Ants exhibit remarkable capabilities for visual learning and orientation [98-101]. They can learn and memorize simple and complex visual associations through individual experience and adjust their behaviour accordingly [24,51,99,102]. However, most of our knowledge on ant colour vision is derived from early behavioural and physiological studies. To the best of our knowledge, not a single species of ant has been investigated at all crucial levels (opsin genes, PR spectral sensitivities and colour discrimination experiments). Moreover, the published data fails to provide a consistent picture (see figure 1). For example, the colour discrimination capability in Camponotus blandus clearly suggests dichromacy [51], whereas in its sister species, C. floridanus and C. rufipes, all three opsin types were found to be expressed, which could potentially entail the capability for trichromacy (figure 1). Unfortunately, receptor sensitivity data for the genus are completely unexplored. Furthermore, studies have yielded ambiguous results for the same species. For example, physiological recordings in Cataglyphis bicolor revealed two PR types, one with peak sensitivity in the green part of the light spectrum and the other in the UV part [41,42], but behavioural studies suggested both dichromacy [103] or even tetrachromacy (although rather unlikely) [86]. Finally, an earlier behavioural study by Marak & Wolken [104] suggested a LW PR with peak sensitivity at 620 nm in Solenopsis saevissima, which is very unlikely, since no evidence at the physiological or molecular level for such a red-light-sensitive receptor in ants exists.
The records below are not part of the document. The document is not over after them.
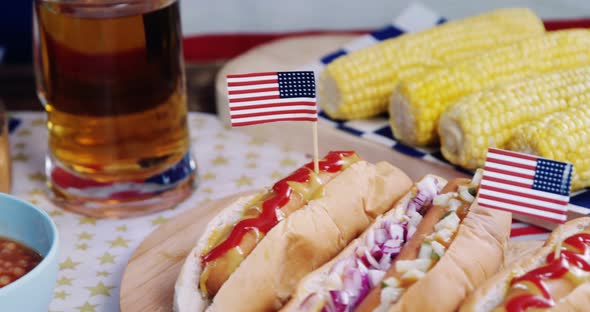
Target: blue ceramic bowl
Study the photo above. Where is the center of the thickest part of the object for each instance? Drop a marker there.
(32, 226)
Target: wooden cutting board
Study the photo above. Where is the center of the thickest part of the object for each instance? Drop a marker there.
(148, 281)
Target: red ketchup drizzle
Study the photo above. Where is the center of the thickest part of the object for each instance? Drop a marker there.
(555, 268)
(281, 194)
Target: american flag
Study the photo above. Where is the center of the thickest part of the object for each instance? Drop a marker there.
(272, 96)
(526, 184)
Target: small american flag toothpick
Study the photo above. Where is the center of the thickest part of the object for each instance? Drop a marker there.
(526, 184)
(271, 96)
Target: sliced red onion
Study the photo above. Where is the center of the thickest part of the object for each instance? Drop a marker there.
(340, 265)
(377, 253)
(396, 231)
(340, 299)
(352, 280)
(372, 262)
(363, 290)
(385, 262)
(362, 267)
(392, 246)
(380, 236)
(411, 231)
(375, 276)
(359, 251)
(370, 240)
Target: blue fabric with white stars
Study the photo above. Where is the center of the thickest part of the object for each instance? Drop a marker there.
(553, 177)
(296, 84)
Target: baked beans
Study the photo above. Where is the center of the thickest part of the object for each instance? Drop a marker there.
(16, 260)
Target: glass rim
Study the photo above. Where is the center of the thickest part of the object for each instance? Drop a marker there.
(91, 3)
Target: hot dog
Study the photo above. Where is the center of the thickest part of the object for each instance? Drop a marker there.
(342, 283)
(463, 248)
(272, 238)
(544, 281)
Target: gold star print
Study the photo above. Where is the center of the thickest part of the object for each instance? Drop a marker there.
(87, 220)
(85, 235)
(199, 123)
(119, 242)
(208, 176)
(36, 191)
(100, 289)
(56, 213)
(24, 132)
(122, 228)
(159, 220)
(276, 175)
(243, 181)
(256, 141)
(87, 307)
(37, 176)
(204, 201)
(64, 281)
(60, 295)
(20, 157)
(103, 273)
(219, 161)
(106, 258)
(288, 162)
(252, 155)
(68, 264)
(38, 122)
(207, 190)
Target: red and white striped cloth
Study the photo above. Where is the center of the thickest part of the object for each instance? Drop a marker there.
(524, 231)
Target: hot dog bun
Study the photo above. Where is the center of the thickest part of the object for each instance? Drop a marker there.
(492, 293)
(298, 244)
(466, 247)
(475, 255)
(313, 292)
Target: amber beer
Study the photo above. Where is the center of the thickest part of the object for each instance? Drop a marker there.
(110, 75)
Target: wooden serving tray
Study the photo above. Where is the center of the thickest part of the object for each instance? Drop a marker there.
(148, 281)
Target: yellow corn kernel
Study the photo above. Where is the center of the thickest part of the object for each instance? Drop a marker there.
(489, 118)
(419, 101)
(563, 136)
(358, 85)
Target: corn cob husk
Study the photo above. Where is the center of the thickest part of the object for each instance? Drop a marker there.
(358, 85)
(419, 101)
(563, 136)
(489, 118)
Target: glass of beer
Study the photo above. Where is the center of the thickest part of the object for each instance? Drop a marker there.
(110, 75)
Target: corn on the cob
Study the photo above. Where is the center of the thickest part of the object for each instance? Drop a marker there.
(418, 102)
(358, 85)
(563, 136)
(488, 118)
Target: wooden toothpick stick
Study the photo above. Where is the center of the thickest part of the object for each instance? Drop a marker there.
(316, 166)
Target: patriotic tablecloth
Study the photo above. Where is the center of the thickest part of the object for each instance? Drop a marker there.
(94, 252)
We therefore advocate that focus should be placed on a few (model) species in which all levels of colour perception could be investigated. Similarly, comparative investigations of the underlying mechanisms of colour vision in diurnal and nocturnal species would be particularly helpful for understanding not only the plasticity of sensory systems in insect brains but also the (ecological) drivers that form them. Since ants, in contrast to most other hymenopterans, do not fly (except for queens and males) and are the only Apocrita where dichromacy has been proven so far, understanding how colour vision evolved in ants will therefore allow a better general understanding of the benefits and costs of colour vision in relation to orientation, foraging and other aspects of a flightless insect life.